At UNC, her laboratory conducted the research study that directly led to the FDA approval of the HER2 FISH assay (PathVYsion™), one of the first pharmacogenomic tests in solid tumors. In North Carolina, nearly ten years prior to GINA, Dressler worked with the NC General Assembly to draft legislation that was passed into law to prohibit discrimination by employers and health insurance providers on the basis of an individual’s genetic information, paving the way for cancer genetic studies to proceed in that state while providing some protection for cancer patients.
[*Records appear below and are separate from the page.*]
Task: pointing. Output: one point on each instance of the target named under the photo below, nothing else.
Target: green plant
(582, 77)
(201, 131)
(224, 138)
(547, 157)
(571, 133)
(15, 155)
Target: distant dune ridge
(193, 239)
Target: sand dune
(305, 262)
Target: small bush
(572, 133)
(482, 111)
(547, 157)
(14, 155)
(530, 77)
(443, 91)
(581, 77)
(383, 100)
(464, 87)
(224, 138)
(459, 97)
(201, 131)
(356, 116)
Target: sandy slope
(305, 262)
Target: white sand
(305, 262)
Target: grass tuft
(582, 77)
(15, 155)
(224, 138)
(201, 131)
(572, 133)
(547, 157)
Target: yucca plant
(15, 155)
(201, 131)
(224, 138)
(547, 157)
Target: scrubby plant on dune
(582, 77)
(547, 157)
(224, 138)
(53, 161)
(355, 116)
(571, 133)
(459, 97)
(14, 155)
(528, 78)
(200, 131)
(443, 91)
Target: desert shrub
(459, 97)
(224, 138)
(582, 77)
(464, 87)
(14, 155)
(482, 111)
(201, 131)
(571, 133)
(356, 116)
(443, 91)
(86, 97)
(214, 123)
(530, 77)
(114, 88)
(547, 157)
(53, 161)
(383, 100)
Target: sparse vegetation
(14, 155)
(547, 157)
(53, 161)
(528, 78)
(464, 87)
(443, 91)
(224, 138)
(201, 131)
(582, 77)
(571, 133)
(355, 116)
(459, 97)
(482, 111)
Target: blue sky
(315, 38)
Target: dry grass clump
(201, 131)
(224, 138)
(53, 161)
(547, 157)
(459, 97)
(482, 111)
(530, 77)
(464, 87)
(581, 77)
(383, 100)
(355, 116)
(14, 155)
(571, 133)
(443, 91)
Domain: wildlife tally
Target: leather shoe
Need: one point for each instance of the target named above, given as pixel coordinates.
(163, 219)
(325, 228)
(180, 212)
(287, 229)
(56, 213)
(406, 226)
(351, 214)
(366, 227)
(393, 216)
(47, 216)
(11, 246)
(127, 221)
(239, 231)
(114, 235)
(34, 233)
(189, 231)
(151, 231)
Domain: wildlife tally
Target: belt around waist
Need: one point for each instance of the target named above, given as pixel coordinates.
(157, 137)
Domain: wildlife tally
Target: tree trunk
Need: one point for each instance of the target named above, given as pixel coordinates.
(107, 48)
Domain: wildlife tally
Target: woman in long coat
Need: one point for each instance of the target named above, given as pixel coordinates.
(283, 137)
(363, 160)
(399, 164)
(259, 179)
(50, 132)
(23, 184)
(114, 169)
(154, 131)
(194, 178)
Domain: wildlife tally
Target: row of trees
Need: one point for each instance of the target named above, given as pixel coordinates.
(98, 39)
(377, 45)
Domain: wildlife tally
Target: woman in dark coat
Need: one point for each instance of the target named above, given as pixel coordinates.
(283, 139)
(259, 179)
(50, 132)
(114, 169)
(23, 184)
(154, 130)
At the national level, working closely with NIH/NCI/NHGRI, Dressler has served in many leadership roles (external adviser to TCGA study, NCI caHUB ethics working group, eMERGE Return of Results and Data Sharing Working Groups). Dressler currently serves as a member of the Clinical Pharmacogenomics Implementation Committee, the Ethics and Policy Working Group of the NHGRI/NCI International Cancer Genome Consortium, and a guest member of the Institute of Medicine’s Roundtable on Translating Genomic Findings to Improve Health.